Politics is also an issue. The AfD remains strong in the east, particularly Saxony, which executives worry will deter foreign nationals from seeking jobs in the region’s new factories. “We are reliant on immigration, and we need to be open to it,” says Holtemöller. “But, particularly in rural areas of the east, xenophobia is a problem.”
Yet in the coming years, the east’s population is due to shrink, even more quickly than that of western Germany, making it increasingly dependent on imported labour. Of the 100 German districts with the worst predicted demographic decline, 55 are in the east, according to the latest government report on the region’s progress since reunification.
The report said that in the next 15 years, 42 per cent of working-age east Germans will retire, much more than the national average. “That will have significant effects on the labour market, companies’ ability to hire enough skilled workers, the pension system and healthcare,” the report said. “By 2032 there will be one person of pensionable age for every two of working age.”

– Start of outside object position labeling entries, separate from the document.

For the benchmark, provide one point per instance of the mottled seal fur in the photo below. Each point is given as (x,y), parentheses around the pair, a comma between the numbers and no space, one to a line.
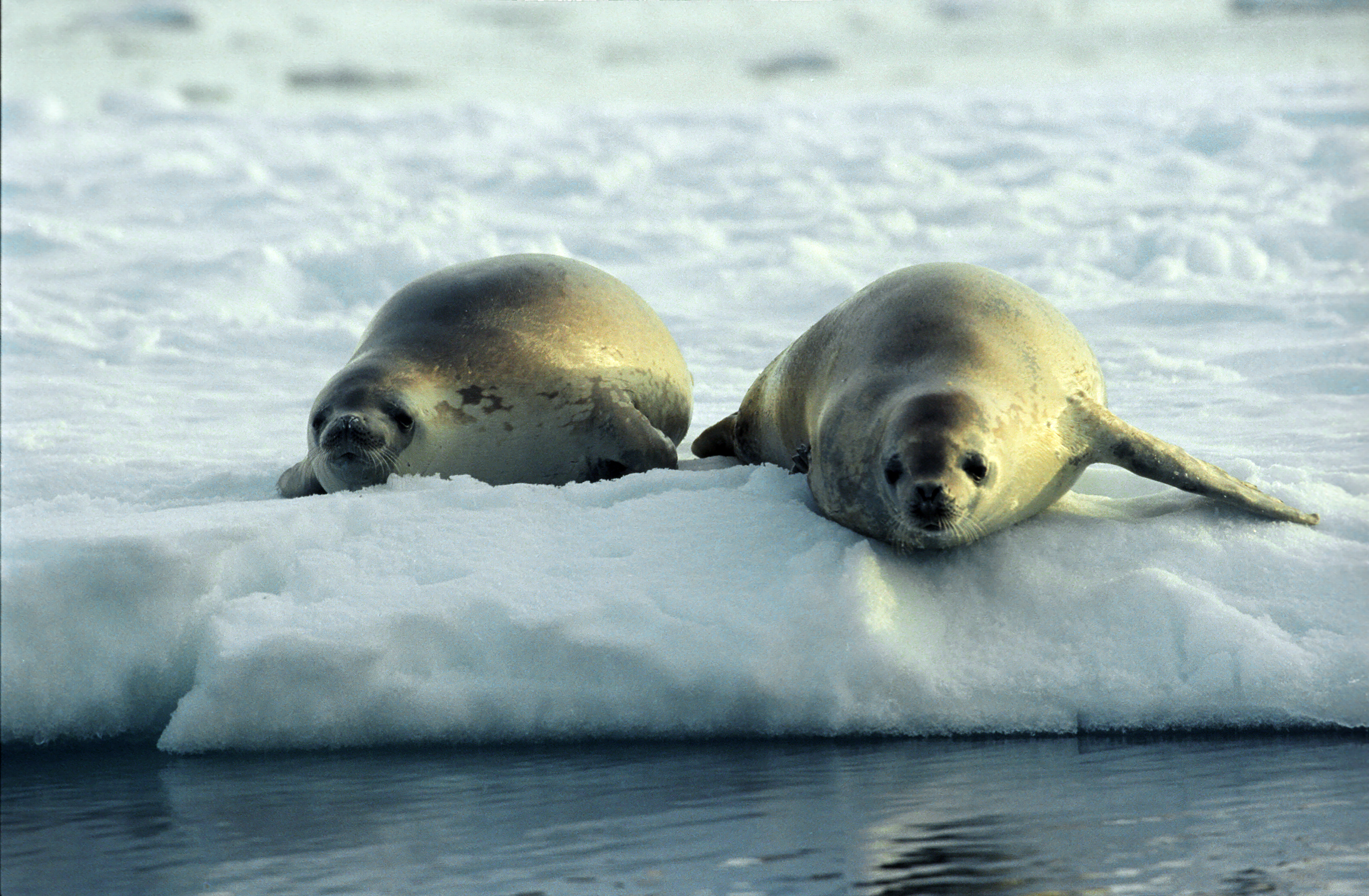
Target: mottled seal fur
(523,369)
(944,403)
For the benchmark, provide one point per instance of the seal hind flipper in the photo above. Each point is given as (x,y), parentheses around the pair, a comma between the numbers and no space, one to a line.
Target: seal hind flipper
(299,482)
(633,444)
(719,440)
(1116,443)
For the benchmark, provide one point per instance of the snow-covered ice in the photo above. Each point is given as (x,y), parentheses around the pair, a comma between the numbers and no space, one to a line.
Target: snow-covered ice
(181,278)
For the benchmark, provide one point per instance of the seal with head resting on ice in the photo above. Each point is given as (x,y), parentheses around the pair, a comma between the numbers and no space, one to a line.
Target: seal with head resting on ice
(525,369)
(944,403)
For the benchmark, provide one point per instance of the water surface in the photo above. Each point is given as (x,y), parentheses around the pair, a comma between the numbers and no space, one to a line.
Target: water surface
(1197,814)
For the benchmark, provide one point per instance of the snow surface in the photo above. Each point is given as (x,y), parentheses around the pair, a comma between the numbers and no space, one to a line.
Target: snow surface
(181,277)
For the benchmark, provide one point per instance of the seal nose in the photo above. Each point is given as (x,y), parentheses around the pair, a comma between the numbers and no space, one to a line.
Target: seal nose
(350,432)
(930,504)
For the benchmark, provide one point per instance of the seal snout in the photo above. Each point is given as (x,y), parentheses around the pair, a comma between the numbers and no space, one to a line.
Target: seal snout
(930,505)
(350,434)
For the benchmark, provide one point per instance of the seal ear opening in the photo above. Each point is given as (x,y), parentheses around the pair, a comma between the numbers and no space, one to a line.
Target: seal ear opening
(1113,441)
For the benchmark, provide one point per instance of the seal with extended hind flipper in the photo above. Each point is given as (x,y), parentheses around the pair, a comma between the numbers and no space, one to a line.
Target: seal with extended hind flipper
(944,403)
(523,369)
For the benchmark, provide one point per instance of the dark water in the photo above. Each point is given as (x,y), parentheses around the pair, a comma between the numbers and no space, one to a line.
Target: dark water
(1252,814)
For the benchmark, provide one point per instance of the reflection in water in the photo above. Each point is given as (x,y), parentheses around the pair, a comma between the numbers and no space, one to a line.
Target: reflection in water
(1230,816)
(970,857)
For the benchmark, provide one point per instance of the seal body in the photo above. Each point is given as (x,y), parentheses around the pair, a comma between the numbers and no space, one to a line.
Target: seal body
(521,369)
(944,403)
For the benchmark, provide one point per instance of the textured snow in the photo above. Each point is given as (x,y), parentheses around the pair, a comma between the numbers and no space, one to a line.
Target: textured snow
(180,278)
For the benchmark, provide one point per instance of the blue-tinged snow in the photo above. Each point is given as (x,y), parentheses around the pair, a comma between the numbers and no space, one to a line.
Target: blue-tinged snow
(180,280)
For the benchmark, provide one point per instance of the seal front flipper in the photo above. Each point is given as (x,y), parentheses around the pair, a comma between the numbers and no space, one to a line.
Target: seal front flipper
(1113,441)
(299,482)
(719,440)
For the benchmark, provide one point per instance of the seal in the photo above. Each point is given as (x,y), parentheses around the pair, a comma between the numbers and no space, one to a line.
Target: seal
(523,369)
(944,403)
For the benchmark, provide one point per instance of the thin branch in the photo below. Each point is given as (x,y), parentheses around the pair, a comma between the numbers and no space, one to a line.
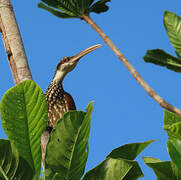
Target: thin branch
(13,43)
(131,69)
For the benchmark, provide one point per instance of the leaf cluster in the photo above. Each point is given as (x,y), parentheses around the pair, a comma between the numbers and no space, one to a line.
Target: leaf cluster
(73,8)
(172,23)
(24,117)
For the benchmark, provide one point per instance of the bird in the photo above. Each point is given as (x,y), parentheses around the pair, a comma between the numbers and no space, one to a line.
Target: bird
(58,100)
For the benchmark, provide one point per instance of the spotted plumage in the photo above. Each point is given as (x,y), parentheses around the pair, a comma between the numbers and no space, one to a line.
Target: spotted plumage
(58,100)
(59,103)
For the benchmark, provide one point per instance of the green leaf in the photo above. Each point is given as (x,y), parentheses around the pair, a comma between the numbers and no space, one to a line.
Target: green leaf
(172,124)
(129,151)
(119,164)
(115,169)
(67,150)
(24,116)
(172,24)
(99,7)
(11,165)
(73,8)
(164,170)
(55,12)
(174,150)
(160,57)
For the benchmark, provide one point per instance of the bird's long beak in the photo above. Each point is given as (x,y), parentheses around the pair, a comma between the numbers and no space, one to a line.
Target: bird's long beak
(86,51)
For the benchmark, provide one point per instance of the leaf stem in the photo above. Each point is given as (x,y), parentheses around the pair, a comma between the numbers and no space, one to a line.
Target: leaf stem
(130,68)
(13,43)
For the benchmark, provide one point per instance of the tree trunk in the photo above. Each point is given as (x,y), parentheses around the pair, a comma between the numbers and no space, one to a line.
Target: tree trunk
(13,43)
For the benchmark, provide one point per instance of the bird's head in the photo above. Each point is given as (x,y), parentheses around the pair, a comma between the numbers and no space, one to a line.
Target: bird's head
(67,64)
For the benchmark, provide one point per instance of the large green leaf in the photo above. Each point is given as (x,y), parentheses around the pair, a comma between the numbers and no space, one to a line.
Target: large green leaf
(160,57)
(99,7)
(172,24)
(129,151)
(174,150)
(172,124)
(115,169)
(11,165)
(164,170)
(24,116)
(73,8)
(119,164)
(56,12)
(67,150)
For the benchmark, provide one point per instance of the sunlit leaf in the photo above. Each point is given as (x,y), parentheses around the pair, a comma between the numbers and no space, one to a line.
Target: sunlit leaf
(174,150)
(160,57)
(11,165)
(172,24)
(24,116)
(67,150)
(164,170)
(119,164)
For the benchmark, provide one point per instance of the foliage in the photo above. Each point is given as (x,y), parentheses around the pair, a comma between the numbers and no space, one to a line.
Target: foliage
(119,164)
(69,145)
(73,8)
(172,23)
(12,166)
(24,117)
(164,170)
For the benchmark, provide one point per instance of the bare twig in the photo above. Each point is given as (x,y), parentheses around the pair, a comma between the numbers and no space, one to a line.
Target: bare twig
(131,69)
(13,43)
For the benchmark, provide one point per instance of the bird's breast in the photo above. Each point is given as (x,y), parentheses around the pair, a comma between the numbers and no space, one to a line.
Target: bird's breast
(59,102)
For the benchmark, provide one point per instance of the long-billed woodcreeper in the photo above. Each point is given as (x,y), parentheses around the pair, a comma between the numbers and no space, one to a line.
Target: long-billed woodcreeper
(58,100)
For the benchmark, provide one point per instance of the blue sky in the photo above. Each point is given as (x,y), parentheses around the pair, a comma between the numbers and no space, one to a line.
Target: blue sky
(123,112)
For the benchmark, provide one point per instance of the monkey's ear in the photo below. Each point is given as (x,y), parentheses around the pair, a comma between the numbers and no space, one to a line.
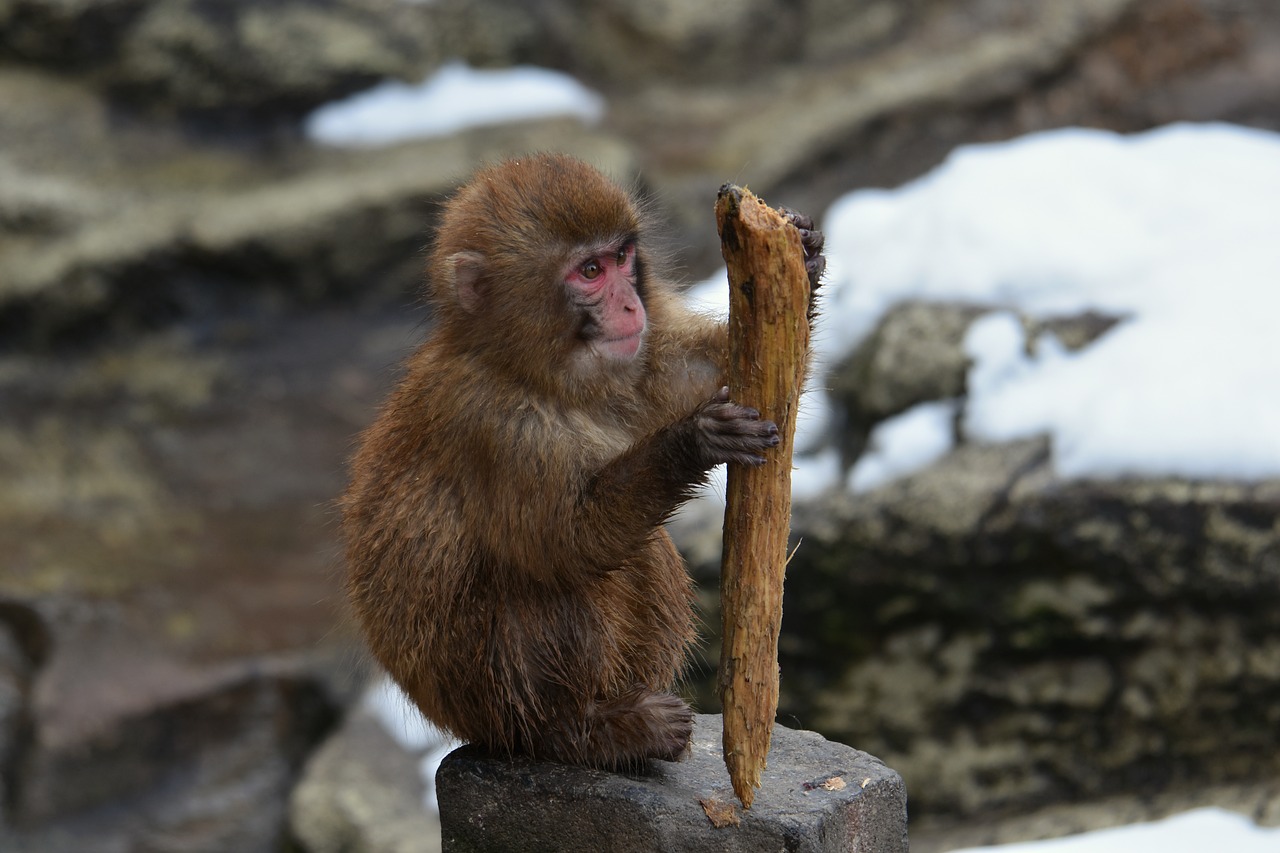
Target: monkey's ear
(466,270)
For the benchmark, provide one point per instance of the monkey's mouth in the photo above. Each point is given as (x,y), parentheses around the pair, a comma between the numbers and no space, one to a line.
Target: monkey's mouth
(621,349)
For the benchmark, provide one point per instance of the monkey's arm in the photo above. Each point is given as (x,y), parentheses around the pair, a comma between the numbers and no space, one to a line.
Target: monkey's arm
(639,489)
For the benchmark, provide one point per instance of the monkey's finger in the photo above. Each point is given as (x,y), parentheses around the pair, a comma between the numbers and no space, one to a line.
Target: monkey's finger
(816,267)
(796,218)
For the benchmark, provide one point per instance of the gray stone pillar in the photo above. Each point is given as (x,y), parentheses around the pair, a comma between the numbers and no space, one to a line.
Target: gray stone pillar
(816,797)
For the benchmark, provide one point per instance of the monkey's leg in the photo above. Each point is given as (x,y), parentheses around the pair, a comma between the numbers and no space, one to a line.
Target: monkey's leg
(624,731)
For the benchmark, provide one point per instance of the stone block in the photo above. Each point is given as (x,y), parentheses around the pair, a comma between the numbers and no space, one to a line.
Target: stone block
(816,796)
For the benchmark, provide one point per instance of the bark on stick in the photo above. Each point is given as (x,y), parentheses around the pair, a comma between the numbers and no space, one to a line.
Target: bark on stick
(768,333)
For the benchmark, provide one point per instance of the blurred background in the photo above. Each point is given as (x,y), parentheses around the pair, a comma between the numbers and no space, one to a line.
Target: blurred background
(213,217)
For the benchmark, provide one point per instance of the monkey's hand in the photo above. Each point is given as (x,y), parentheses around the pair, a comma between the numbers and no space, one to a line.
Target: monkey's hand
(813,241)
(725,432)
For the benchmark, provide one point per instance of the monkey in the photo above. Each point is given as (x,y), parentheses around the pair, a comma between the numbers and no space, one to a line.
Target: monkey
(504,514)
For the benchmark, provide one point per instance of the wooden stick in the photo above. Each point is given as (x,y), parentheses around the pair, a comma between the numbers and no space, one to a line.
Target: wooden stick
(768,333)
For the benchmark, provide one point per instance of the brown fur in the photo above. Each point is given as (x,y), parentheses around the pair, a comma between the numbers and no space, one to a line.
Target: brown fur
(503,518)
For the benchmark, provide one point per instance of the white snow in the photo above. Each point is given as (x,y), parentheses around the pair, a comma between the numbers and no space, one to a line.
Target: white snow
(452,99)
(1196,831)
(1176,229)
(407,726)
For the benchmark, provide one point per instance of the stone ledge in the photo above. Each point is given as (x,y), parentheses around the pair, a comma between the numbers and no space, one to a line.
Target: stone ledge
(816,796)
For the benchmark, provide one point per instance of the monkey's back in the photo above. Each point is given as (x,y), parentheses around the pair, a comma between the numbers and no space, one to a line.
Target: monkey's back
(466,582)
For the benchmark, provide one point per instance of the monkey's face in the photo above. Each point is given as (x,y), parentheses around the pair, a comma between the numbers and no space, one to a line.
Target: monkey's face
(602,286)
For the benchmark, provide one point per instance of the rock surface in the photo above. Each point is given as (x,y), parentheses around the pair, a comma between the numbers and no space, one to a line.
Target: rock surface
(814,796)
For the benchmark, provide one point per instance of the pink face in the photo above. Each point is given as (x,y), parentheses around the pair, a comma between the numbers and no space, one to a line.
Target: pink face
(603,287)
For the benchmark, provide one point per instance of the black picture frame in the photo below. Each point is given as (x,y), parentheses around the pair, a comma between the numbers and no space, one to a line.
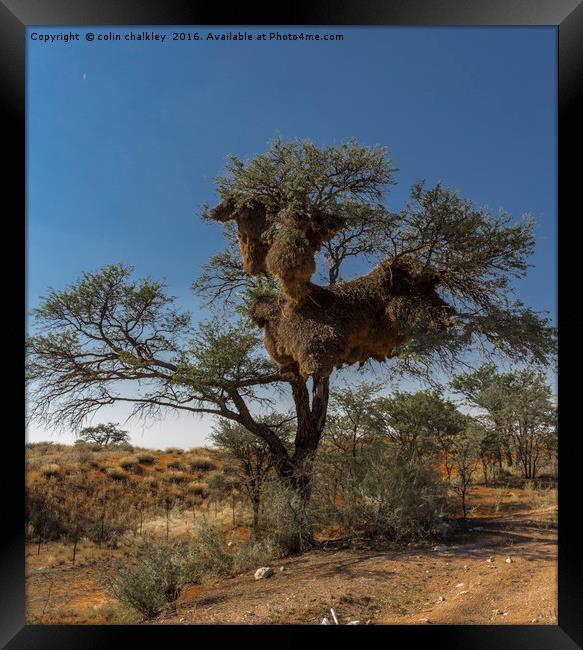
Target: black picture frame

“New jobs can only arise when there are enough people to take them up,” says Holtemöller. “But the east’s population is shrinking.”
It’s an issue that the people of Guben are also acutely aware of. A few days ago, executives from Rock Tech Lithium came to the town to inform locals about their project. The reception was warm, but scepticism was rife.
“I can’t imagine how they’re going to find the workers they need here — this is an ageing town,” says Gaby Hartmann, a pensioner. “My generation dominates and our ship has sailed.”
Lothar Hüfner, who worked for 40 years at Guben’s synthetic fibre plant, is pleased about Rock Tech Lithium’s investment. “If something will happen here again, then that’s great,” he says with a smile.
But he remains cautious — a prudence born of experience. The 87-year-old helped lay the first bricks of the Guben fibre plant in 1960 and then, more than 30 years later, watched as it was torn down. Since then, “We’ve seen plenty of investors come and go”, he says. “But their projects pop like soap bubbles.”
Mayor Fred Mahro, however, is much more optimistic. “We rolled out the red carpet for so many people in the past and suffered so many defeats,” he says. But things are different now. “This is the most wonderful time I’ve ever had in Guben.”